I am very sorry but the question "it is okay that my above message gets published" cannot reasonably be respected, as the text is just dumped into a single block
Lag caused some empty questions to appear, removed
A question about disk encryption and "why do you use other OS" got mixed up
i changed the wording of some questions or added more options, so there may be duplicate old answers or too little new ones. You can edit your submission and update your answers.
I think these questions may be, depending on the context, but I'm willing to assume that these are not intended to be. If they come from a legitimate wish to better understand the community without prejudice, then these questions are acceptable to me. It's also a standalone poll, self reported and with no tie to any identity.
But maybe I'm unique in thinking that these questions may have circumstances in which they are acceptable?
The way I thought of that, as someone with a special brain (autism) is that rather than just knowing things like experience and what they use/like/dislike/etcetera, it's also good to know a breakdown of what groups of people are using Linux/answered the survey. At least there was an "I'd rather not say" kind of option in case you don't wanna give up that information.
Duo to the way Crytopad works please remember to add a "Don't want to say" answer to questions with radio buttons, since you cannot deselect them meaning you can't back out of questions you don't want to answer.
Hit me up if you wanna do that survey again. I'll gladly help you with structuring and formatting
So I am going to try and give some feedback. I think I was a little harsh at first but that was because I found this to be upsetting.
I think it is inappropriate to ask about income. I know that might be a useful metric but I think it is touchy subject. Next, do not ask if someone feels represented. That is a vague question and needs to be rethought.
For the survey itself I think it is way to long. Try breaking it into smaller pieces that are spread apart. Surveys should be around 4 simple well worded questions. With the smaller surveys there is less data combined so it would be much harder to single out individuals. It also is a time saver.
For the "special brain" question you should instead ask about disabilities. This is a dangerous question as if a person hits do not answer that is a data metric. This question should also probably be in its own survey.
For gender I think that isn't all that big of an issue. However, the fact that only non males matter is problematic. You are singling out people who may not want to be singled out. This also applies to disabilities or any trait that could put them be used against them.
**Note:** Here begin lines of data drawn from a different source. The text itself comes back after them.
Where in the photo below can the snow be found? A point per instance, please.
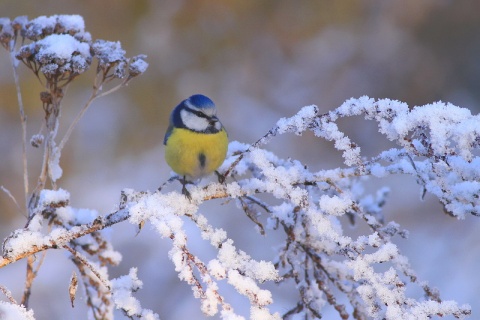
(49, 197)
(334, 205)
(122, 289)
(138, 65)
(108, 52)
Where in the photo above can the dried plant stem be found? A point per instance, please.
(95, 95)
(10, 195)
(90, 266)
(29, 280)
(23, 121)
(8, 294)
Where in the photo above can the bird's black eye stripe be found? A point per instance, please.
(197, 113)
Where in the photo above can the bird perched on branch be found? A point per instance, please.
(195, 142)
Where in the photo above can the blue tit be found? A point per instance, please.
(195, 142)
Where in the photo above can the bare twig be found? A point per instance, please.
(90, 266)
(9, 194)
(23, 121)
(8, 294)
(29, 280)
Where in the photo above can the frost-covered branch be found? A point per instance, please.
(437, 145)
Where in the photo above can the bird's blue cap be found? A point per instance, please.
(201, 101)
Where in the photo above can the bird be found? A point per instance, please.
(195, 142)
I really think you should break these surveys down. Also I would have a look at the surveys by the Linux Experiment. He did a good job of doing them in a way that isn't discriminatory. He also didn't ask for information such as disabilities.
Lastly, you should offer a other button with a custom response. Sometimes we do not fit in boxes.
it would be much harder to single out individuals.
It is all anonymous, I dont get any individually sent data. Which is pretty problematic as it would be interesting to combine certain types of people, traits, behaviors etc.
For example "people using Ubuntu back then and staying with it tend to use X11" or whatever.
This question should also probably be in its own survey.
Yes probably, multiple smaller ones make way more sense.
This also applies to disabilities or any trait that could put them be used against them.
As the ratio is so extreme, I disagree that focussing on just non-male people is wrong.
It is a scope though, and you cannot make a fair and representative survey.
But I agree that other disabilities could have been added.
You are welcome to join, I and maybe a few more people plan on doing more, smaller surveys in the future.
have a look at the surveys by the Linux Experiment.
Yes but I didnt find it that interesting. We can argue about discrimination, but in an anonymous survey it is not problematic to ask for "sensitive" info and tons of people gave their answer there.
These just interested me, and they are more personal than Nicks for sure.
Lastly, you should offer a other button with a custom response.
Yeah for sure. I want to make a followup especially on the "other" boxes that got tons of checks.
But CryptPad seems to not have that feature.
As a test of this feature I think it is interesting. I will try Limesurvey and Nextcloud forms the next time.
Why does "Why did you switch from*" have different options for each distro? Thought it was funny only NixOS had "toxic people" option. Guessing due to recent drama.
Yes for sure not the perfectly scientific method, but I used things that are known. Like Snaps and Ads for Ubuntu, too old packages for Debian, and "I dont know really why to use it" for OpenSUSE lol
And yes, NixOS to my knowledge has a huge governance issue.
I will do another survey about exact distros, and could have used specific ones here too but didnt want to for now.
The "anonymous" feature means I cannot do a lot of things one would normally do. For example I have no idea "users that use ubuntu and stayed with Ubuntu will likely dont care about xyz". Because there is no correlation.
Having questions depend on the previous answers makes it possible to filter out groups of people to get more interesting data.
And for sure the questions are biased, try to do an unbiased survey that is still interesting or funny. But I tried my best.
I am not sure haha, I think versioned means there is a certain amount of stability but closer to upstream, while stable is like "I run Kernel 5.14 and do my patches myself".
It is the same but with a slight difference in how extreme it is.